The unicellular form that we have in the ovum has already been described as the reproduction of a corresponding unicellular stem-form, and to this we have ascribed the organisation of an Amœba (cf. Chapter VI). The irregular-shaped Amœba, which we find living independently to-day in our fresh and salt water, is the least definite and the most primitive of all the unicellular Protozoa (Fig. 16). As the unripe ova (the protova that we find in the ovaries of animals) cannot be distinguished from the common Amœbæ, we must regard the Amœba as the primitive form that is reproduced in the embryonic stage of the amœboid ovum to-day, in accordance with the biogenetic law. I have already pointed out, in proof of the striking resemblance of the two cells, that the ova of many of the sponges were formerly regarded as parasitic Amœbæ (Figure 1.18). Large unicellular organisms like the Amœbæ were found creeping about inside the body of the sponge, and were thought to be parasites. It was afterwards discovered that they were really the ova of the sponge from which the embryos were developed. As a matter of fact, these sponge-ova are so much like many of the Amœbæ in size, shape, the character of their nucleus, and movement of the pseudopodia, that it is impossible to distinguish them without knowing their subsequent development.

Our phylogenetic interpretation of the ovum, and the reduction of it to some ancient amœboid ancestral form, supply the answer to the old problem: “Which was first, the egg or the chick?” We can now give a very plain answer to this riddle, with which our opponents have often tried to drive us into a corner. The egg came a long time before the chick. We do not mean, of course, that the egg existed from the first as a bird’s egg, but as an indifferent amœboid cell of the simplest character. The egg lived for thousands of years as an independent unicellular organism, the Amœba. The egg, in the modern physiological sense of the word, did not make its appearance until the descendants of the unicellular Protozoon had developed into multicellular animals, and these had undergone sexual differentiation. Even then the egg was first a gastræa-egg, then a platode-egg, then a vermalia-egg, and chordonia-egg; later still acrania-egg, then fish-egg, amphibia-egg, reptile-egg, and finally bird’s egg.

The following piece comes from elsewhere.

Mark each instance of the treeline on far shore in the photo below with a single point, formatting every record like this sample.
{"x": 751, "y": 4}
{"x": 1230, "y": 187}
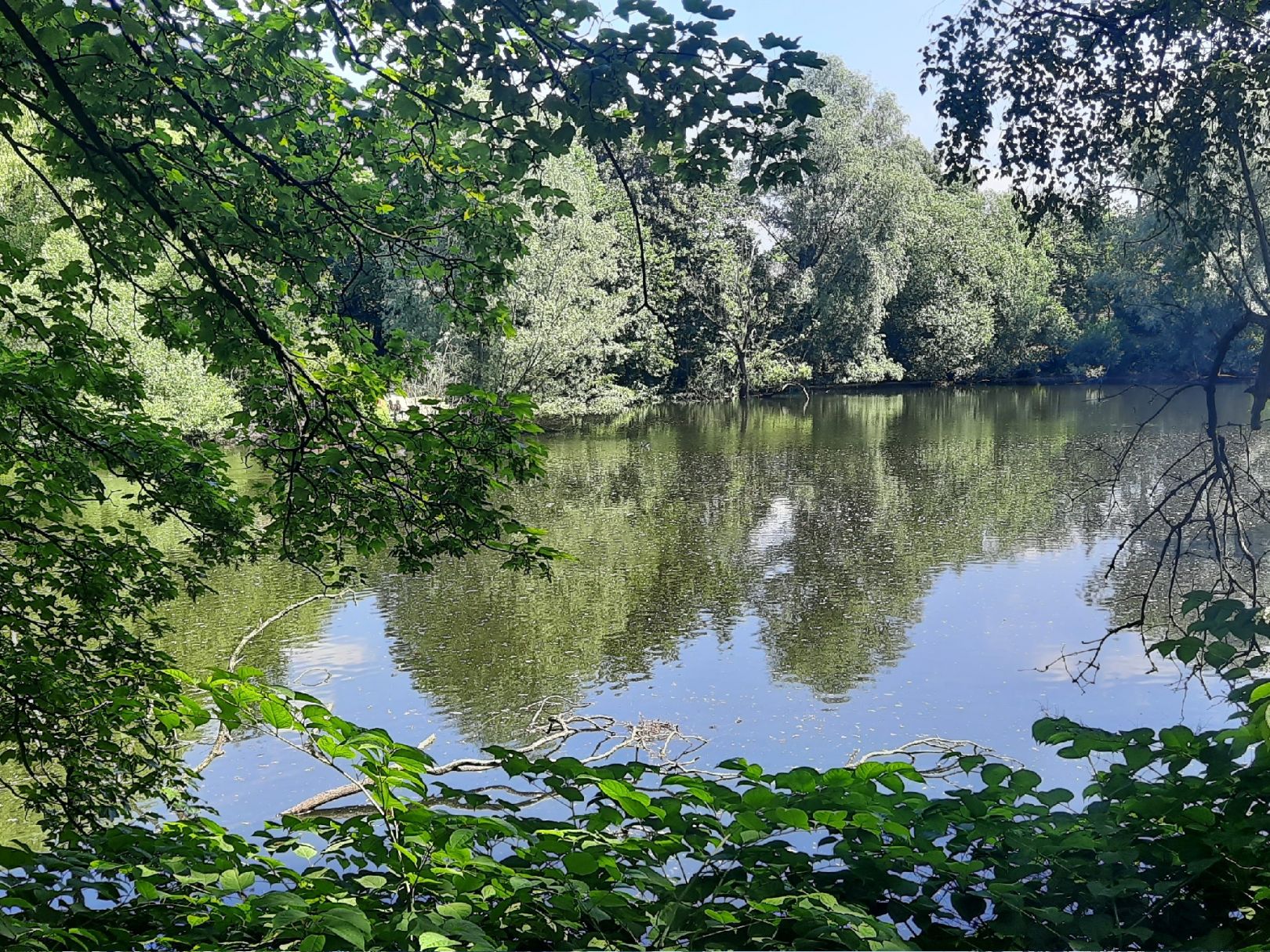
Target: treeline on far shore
{"x": 873, "y": 270}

The bird’s egg we have experience of daily is a highly complicated historical product, the result of countless hereditary processes that have taken place in the course of millions of years.

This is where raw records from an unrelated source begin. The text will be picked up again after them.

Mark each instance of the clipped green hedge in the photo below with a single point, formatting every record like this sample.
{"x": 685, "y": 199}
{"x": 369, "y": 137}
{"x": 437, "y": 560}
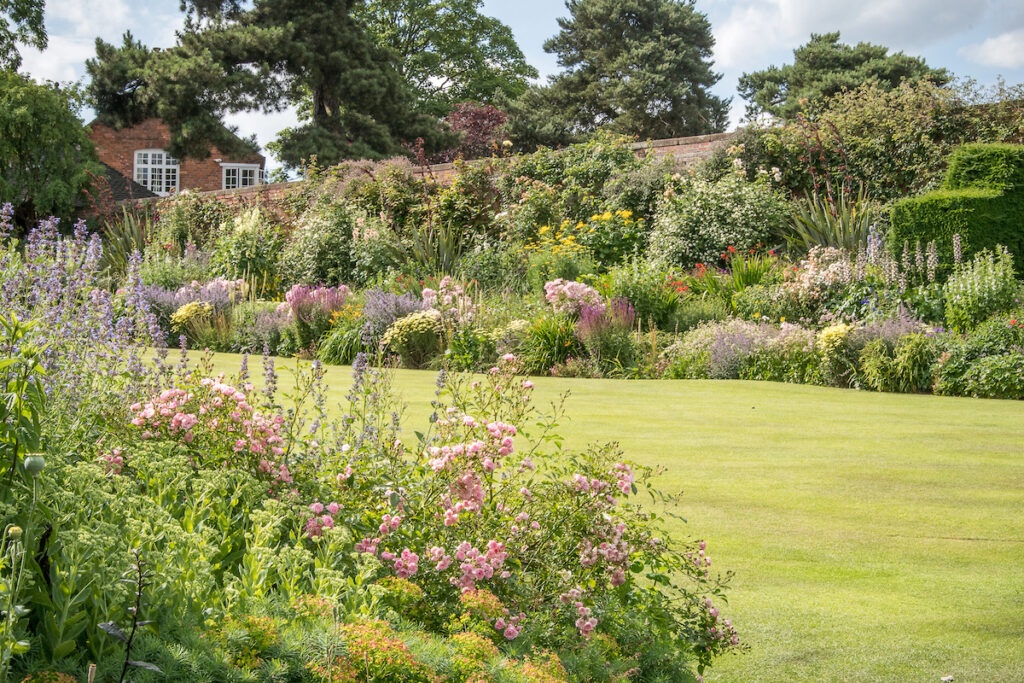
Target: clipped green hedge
{"x": 982, "y": 201}
{"x": 988, "y": 166}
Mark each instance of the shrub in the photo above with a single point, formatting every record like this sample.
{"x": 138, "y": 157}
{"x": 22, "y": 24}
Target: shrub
{"x": 381, "y": 308}
{"x": 903, "y": 366}
{"x": 321, "y": 248}
{"x": 416, "y": 338}
{"x": 189, "y": 218}
{"x": 260, "y": 327}
{"x": 647, "y": 289}
{"x": 982, "y": 201}
{"x": 569, "y": 296}
{"x": 839, "y": 355}
{"x": 549, "y": 342}
{"x": 998, "y": 376}
{"x": 470, "y": 348}
{"x": 997, "y": 336}
{"x": 699, "y": 220}
{"x": 976, "y": 290}
{"x": 496, "y": 267}
{"x": 691, "y": 311}
{"x": 312, "y": 310}
{"x": 248, "y": 249}
{"x": 791, "y": 356}
{"x": 607, "y": 334}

The earliest ancestors of our race were simple Protophyta, and from these our protozoic ancestors were developed afterwards. From the morphological point of view both the vegetal and the animal Protists were simple organisms, individualities of the first order, or plastids. All our later ancestors are complex organisms, or individualities of a higher order—social aggregations of a plurality of cells. The earliest of these, the Moræada, which represent the third stage in our genealogy, are very simple associations of homogeneous, indifferent cells—undifferentiated colonies of social Amœbæ or Infusoria. To understand the nature and origin of these protozoa-colonies we need only follow step by step the first embryonic products of the stem-cell. In all the Metazoa the first embryonic process is the repeated cleavage of the stem-cell, or first segmentation-cell (Fig. 229). We have already fully considered this process, and found that all the different forms of it may be reduced to one type, the original equal or primordial segmentation (cf. Chapter VIII). In the genealogical tree of the Vertebrates this palingenetic form of segmentation has been preserved in the Amphioxus alone, all the other Vertebrates having cenogenetically modified forms of cleavage. In any case, the latter were developed from the former, and so the segmentation of the ovum in the Amphioxus has a great interest for us (cf. Fig. 38). The outcome of this repeated cleavage is the formation of a round cluster of cells, composed of homogeneous, indifferent cells of the simplest character (Fig. 230). This is called the morula (= mulberry-embryo) on account of its resemblance to a mulberry or blackberry.